Bypassing political norms put Andrews on road to longevity
Nine men and one woman have had the honour of being premier of Victoria since Sir Henry Bolte retired in 1972 after 17 years in the post.
Of the nine, four had been teachers before entering parliament. Two were lawyers. One was an architect, another a veterinarian, yet another an advertising man. Only one eschewed a pre-parliamentary career and pursued politics as a full-time vocation straight after completing his university studies, working first as an electorate officer and then as a party official. Should we be surprised that this last-mentioned premier is the incumbent, Daniel Andrews?
Premier Daniel Andrews tours the new Monash Heart Hospital on Sunday. Credit:Pool
Andrews is a political beast. He entered parliament aged 30 and never spent a day as a backbencher looking for something to do; he was immediately appointed a parliamentary secretary. At 34, he became a minister. At 38, he took over as Labor leader. At 42, he became premier. Now, at 50, he’s racked up 3000 days in that job and is entitled to hold it for a thousand more.
How has he achieved this? Through astute political judgment, a near-total lack of sentimentality about foes and friends alike, spectacular luck with his opponents, and the coincidence of his rise with the spread of digital and social media, allowing him to bypass traditional forms of accountability.
Andrews understands that governing today can never be just about the politics. Even if you can play that game well, it won’t be enough to sustain electoral support. It must be accompanied by active policy implementation. This was the lesson of Jeff Kennett’s spectacular election loss in 1999. Talking about governing for the future and regularly promising a social dividend for Victorians, which Kennett did, is all well and good, but people need to see and feel the government doing things – without let-up.
This is especially so when the state and its capital city are growing at a historically fast clip. After the setbacks of the pandemic lockdowns, Melbourne is back on track to overtake Sydney as the country’s most populous city within the next 10 years. Demand for services and roads and schools and hospitals will only increase, and every future government will struggle to keep up, just as Andrews’ government does.
Two key shifts have underpinned Andrews’ ascendancy. One is the changing social and political complexion of the state brought about by the heavy influx of Asian migrants as the state has boomed. The Labor Party has invested substantially in making connections in these communities and the results have been there to see in the successive landslide victories of 2018 and 2022.
The other is the decline in the capacity of the mainstream or legacy media – newspapers, talkback radio, free-to-air and pay-TV news – to influence political outcomes. Simultaneously, the reach of social media has expanded, giving Andrews access to a growing cohort of young voters attracted to his unyielding pursuit of “progressive” social policies.
Andrews intuited early in his time as leader that the old media rules were no longer operating. His travails in 2020 showed how much things had changed: the government’s leader in the upper house resigned; the Victorian ALP was suspended by the national executive because of a branch-stacking scandal, leading to one minister being sacked and two more ministers resigning; the hotel quarantine catastrophe led to the resignations of yet another minister and two departmental heads. Once, any of these events would have given a government the wobbles or worse. But no.

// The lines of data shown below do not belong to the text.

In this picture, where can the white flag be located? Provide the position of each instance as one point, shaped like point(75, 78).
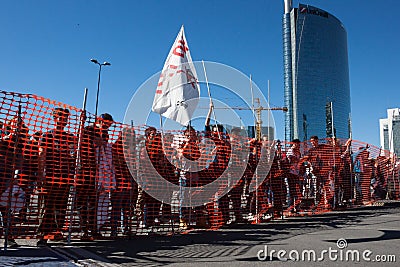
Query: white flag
point(178, 92)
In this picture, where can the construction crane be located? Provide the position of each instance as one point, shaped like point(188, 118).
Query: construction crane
point(258, 110)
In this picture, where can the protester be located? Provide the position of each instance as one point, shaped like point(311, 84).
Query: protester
point(55, 174)
point(95, 153)
point(11, 166)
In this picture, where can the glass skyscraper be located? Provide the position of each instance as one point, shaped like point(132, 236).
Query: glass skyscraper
point(316, 74)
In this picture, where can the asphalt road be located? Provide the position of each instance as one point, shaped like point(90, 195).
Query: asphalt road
point(371, 235)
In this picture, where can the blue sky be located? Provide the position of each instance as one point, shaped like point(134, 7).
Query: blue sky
point(46, 47)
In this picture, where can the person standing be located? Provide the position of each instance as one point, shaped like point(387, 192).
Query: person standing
point(55, 173)
point(94, 140)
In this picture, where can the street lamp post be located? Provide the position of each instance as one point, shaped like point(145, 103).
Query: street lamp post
point(98, 81)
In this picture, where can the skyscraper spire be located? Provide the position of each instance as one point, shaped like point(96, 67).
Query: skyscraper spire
point(288, 6)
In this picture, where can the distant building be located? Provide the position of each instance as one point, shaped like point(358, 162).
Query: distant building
point(390, 131)
point(316, 73)
point(265, 131)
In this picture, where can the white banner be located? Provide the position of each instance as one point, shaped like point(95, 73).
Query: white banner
point(178, 92)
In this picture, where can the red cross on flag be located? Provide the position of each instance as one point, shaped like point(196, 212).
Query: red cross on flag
point(178, 91)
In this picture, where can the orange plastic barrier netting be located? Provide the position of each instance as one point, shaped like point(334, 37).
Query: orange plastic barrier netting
point(63, 174)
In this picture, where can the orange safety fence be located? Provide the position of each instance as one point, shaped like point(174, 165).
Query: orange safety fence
point(65, 175)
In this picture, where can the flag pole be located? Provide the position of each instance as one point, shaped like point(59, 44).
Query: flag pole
point(209, 95)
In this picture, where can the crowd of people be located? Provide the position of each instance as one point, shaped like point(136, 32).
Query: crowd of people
point(106, 183)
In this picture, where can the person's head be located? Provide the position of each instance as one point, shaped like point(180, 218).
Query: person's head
point(190, 132)
point(314, 140)
point(60, 117)
point(217, 130)
point(278, 145)
point(12, 125)
point(105, 121)
point(296, 144)
point(150, 132)
point(36, 136)
point(235, 134)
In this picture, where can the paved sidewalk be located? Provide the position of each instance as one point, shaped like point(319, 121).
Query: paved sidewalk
point(374, 228)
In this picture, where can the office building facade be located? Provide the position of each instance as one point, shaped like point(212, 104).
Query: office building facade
point(390, 131)
point(316, 74)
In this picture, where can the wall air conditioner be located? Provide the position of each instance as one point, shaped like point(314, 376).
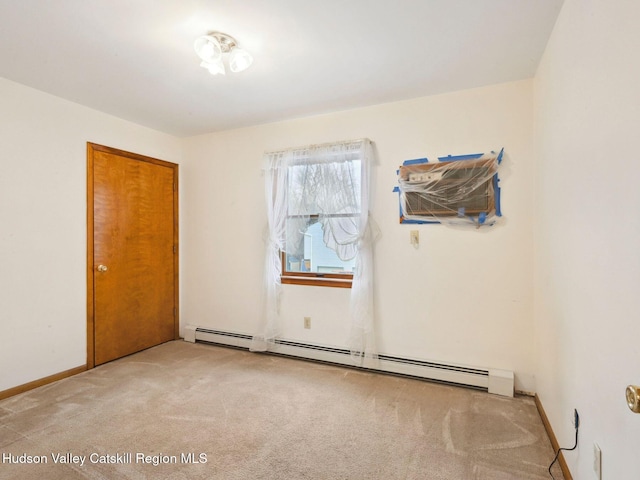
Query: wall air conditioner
point(446, 189)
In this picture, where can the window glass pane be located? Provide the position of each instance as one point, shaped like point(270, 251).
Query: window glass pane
point(315, 256)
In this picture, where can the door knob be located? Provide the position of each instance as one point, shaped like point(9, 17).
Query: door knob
point(633, 398)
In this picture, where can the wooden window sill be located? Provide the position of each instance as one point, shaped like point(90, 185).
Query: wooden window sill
point(316, 281)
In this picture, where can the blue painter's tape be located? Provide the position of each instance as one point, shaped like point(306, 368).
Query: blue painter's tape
point(417, 161)
point(455, 158)
point(496, 190)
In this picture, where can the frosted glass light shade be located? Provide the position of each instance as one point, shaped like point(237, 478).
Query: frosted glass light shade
point(208, 48)
point(239, 60)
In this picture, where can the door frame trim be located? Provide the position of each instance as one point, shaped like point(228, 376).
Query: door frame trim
point(91, 148)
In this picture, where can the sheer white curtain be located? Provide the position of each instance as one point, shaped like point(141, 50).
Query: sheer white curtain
point(331, 181)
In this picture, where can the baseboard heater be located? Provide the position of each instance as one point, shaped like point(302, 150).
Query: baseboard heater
point(500, 382)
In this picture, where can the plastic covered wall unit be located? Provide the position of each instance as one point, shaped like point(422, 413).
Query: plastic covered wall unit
point(457, 190)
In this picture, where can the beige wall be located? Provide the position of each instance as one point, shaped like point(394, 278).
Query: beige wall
point(463, 296)
point(43, 225)
point(587, 119)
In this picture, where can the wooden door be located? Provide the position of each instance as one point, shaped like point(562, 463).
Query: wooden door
point(132, 249)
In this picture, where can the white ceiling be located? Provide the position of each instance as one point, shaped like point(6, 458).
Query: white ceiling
point(134, 58)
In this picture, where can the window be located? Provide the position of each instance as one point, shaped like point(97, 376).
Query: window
point(320, 233)
point(323, 213)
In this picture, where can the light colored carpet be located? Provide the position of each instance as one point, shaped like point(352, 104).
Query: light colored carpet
point(255, 416)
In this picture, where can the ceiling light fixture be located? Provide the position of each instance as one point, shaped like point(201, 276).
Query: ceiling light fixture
point(213, 47)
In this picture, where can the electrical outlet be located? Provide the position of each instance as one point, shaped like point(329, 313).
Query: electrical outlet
point(414, 238)
point(597, 460)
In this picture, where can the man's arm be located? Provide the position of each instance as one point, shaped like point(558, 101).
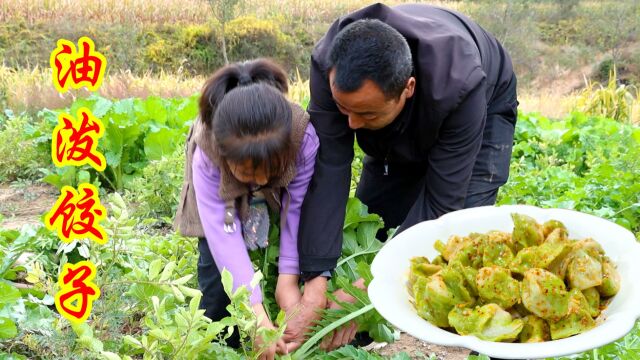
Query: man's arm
point(323, 209)
point(451, 160)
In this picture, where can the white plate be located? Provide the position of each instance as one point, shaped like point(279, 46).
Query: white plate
point(390, 269)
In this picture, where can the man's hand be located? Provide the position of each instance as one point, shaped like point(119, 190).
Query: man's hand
point(267, 351)
point(305, 312)
point(346, 333)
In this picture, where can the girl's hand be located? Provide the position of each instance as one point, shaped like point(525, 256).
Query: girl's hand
point(288, 293)
point(267, 351)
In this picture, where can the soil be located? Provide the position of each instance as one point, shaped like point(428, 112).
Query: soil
point(418, 349)
point(22, 204)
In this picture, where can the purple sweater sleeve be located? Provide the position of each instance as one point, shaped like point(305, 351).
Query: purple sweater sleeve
point(288, 262)
point(229, 250)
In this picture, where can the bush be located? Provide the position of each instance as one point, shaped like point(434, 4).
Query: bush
point(157, 191)
point(249, 38)
point(21, 152)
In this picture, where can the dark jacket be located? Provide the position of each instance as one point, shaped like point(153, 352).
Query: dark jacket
point(459, 68)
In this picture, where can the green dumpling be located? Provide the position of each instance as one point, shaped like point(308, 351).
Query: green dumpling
point(591, 247)
point(495, 285)
point(497, 254)
point(577, 320)
point(558, 235)
point(544, 294)
point(583, 271)
point(526, 232)
point(552, 226)
point(610, 279)
point(535, 330)
point(436, 295)
point(593, 299)
point(536, 257)
point(469, 274)
point(454, 244)
point(420, 266)
point(489, 322)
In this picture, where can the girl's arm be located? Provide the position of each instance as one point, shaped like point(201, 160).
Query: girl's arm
point(228, 250)
point(305, 162)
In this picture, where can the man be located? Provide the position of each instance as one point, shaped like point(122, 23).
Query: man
point(431, 99)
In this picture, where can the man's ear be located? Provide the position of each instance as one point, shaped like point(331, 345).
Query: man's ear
point(410, 87)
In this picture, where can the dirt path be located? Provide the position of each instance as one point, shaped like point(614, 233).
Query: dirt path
point(418, 349)
point(24, 204)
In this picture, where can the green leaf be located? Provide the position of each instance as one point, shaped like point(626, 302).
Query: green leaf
point(108, 355)
point(159, 144)
point(130, 340)
point(8, 328)
point(168, 271)
point(8, 294)
point(154, 269)
point(636, 135)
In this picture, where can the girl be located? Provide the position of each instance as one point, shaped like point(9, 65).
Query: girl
point(249, 148)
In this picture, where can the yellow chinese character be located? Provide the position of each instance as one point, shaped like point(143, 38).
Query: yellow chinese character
point(74, 142)
point(77, 215)
point(85, 65)
point(77, 291)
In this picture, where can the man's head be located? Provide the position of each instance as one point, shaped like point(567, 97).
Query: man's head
point(370, 73)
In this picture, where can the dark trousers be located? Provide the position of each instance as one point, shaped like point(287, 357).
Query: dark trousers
point(392, 196)
point(214, 300)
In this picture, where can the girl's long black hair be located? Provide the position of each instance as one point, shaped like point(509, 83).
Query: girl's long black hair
point(244, 105)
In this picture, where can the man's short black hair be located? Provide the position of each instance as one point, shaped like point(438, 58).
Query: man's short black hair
point(370, 49)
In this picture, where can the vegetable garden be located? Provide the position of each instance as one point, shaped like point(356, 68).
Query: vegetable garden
point(148, 306)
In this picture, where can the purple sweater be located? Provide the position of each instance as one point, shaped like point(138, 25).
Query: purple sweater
point(229, 250)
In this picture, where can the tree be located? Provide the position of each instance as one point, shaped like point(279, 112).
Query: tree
point(224, 11)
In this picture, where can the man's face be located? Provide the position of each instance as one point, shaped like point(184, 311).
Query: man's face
point(368, 107)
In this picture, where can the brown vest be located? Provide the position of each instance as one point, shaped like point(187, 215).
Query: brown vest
point(234, 193)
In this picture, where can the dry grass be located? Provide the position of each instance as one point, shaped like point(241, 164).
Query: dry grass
point(546, 103)
point(109, 11)
point(177, 11)
point(32, 90)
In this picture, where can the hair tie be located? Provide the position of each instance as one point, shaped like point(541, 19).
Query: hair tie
point(244, 79)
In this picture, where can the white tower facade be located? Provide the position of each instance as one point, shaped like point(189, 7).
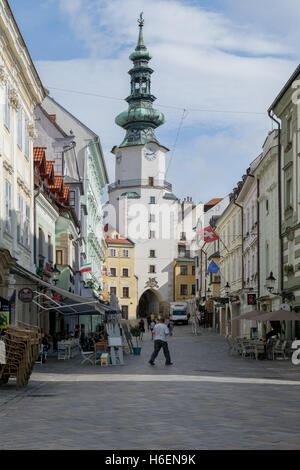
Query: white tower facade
point(142, 205)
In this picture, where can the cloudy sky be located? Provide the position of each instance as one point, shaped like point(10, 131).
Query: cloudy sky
point(224, 61)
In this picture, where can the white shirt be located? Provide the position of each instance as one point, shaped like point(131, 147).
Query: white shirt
point(160, 331)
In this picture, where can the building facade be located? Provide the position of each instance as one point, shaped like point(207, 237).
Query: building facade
point(87, 179)
point(20, 92)
point(119, 274)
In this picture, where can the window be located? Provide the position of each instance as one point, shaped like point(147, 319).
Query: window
point(26, 146)
point(289, 198)
point(7, 206)
point(59, 258)
point(27, 227)
point(113, 272)
point(125, 272)
point(50, 250)
point(7, 108)
point(72, 198)
point(20, 128)
point(289, 131)
point(183, 289)
point(41, 241)
point(20, 220)
point(126, 292)
point(124, 310)
point(183, 270)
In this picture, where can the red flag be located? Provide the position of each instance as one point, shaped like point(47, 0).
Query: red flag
point(208, 235)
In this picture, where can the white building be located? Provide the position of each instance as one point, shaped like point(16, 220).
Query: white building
point(142, 206)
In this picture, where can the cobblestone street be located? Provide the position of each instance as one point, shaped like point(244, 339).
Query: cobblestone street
point(206, 400)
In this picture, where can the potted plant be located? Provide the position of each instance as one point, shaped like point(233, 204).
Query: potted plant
point(136, 332)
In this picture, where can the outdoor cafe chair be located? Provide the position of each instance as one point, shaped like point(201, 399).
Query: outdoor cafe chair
point(279, 350)
point(87, 356)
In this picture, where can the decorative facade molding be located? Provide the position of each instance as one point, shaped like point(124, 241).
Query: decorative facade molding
point(14, 99)
point(8, 167)
point(32, 132)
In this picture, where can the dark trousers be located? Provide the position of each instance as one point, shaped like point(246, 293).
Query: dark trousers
point(158, 344)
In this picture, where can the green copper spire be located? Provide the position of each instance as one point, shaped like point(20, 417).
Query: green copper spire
point(140, 120)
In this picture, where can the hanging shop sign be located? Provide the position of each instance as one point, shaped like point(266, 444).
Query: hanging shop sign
point(251, 299)
point(26, 295)
point(4, 313)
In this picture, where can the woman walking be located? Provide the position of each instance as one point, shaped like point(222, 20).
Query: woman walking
point(142, 328)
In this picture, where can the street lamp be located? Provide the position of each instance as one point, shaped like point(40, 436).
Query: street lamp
point(270, 282)
point(55, 274)
point(227, 289)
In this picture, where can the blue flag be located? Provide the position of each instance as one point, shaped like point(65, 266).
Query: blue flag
point(213, 268)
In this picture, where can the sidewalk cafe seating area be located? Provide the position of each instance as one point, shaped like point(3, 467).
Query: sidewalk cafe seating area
point(260, 349)
point(22, 344)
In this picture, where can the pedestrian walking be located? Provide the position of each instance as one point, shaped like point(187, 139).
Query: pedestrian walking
point(152, 325)
point(171, 326)
point(160, 333)
point(142, 328)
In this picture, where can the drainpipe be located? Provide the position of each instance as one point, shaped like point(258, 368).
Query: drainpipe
point(242, 224)
point(279, 202)
point(34, 223)
point(258, 242)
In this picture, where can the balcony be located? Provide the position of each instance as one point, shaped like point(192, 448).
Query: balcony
point(139, 183)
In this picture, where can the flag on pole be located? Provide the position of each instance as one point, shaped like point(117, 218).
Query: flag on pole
point(208, 234)
point(213, 268)
point(86, 268)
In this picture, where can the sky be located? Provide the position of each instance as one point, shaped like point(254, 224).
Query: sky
point(223, 61)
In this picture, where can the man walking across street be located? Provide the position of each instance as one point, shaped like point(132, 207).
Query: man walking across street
point(160, 333)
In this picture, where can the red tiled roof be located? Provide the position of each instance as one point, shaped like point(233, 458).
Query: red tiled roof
point(213, 202)
point(58, 181)
point(119, 240)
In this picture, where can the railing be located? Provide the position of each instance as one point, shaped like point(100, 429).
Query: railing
point(140, 182)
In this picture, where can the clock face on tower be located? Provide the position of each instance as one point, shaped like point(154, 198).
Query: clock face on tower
point(150, 153)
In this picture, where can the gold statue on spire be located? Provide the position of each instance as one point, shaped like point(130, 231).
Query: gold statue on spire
point(141, 21)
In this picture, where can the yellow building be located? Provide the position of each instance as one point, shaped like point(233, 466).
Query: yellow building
point(184, 279)
point(119, 277)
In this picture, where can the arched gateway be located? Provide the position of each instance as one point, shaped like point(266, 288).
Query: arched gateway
point(150, 302)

More than that, Andrews gave not even a hint of regret that so many senior colleagues had been added to the scrapheap. He just kept going. Most voters were not turned off by his ruthlessness. Even the interminably long media conferences Andrews gave most days during lockdowns ended up working in his favour, with the attempted “gotcha” questions from reporters doing more for the premier’s standing than theirs. This is not all to the good. It means that not just Andrews, but future premiers, can successfully wait out serious controversies on the assumption that the public’s attention is too diffuse for most political issues to escalate.
Plain luck has helped Andrews. The Liberal Party has been in poor order since Kennett’s final defeat. In Andrews’ time as leader, his opponents have been the Liberals’ one election winner, Ted Baillieu, who seemed curiously inert as premier. His successor, Denis Napthine, was a Kennett-era relic.
And then came Matthew Guy, whose purpose in aspiring to be premier never seemed clear. New leader John Pesutto has a mighty job ahead of him. No premier since Bolte, who came to power at the outset of the Labor Party’s big split in 1955, has had such similar good fortune as Andrews.
Andrews is a transactional leader, in politics to be listened to or in some cases respected but never loved – or even well-known as a person. After he decides to go or is given his marching orders, don’t expect him to stay in the public sphere as Kennett has. He’s in politics to do a job for the party in which he immersed himself at the very onset of his adulthood, and once the job is over, it will be over. That’s the deal.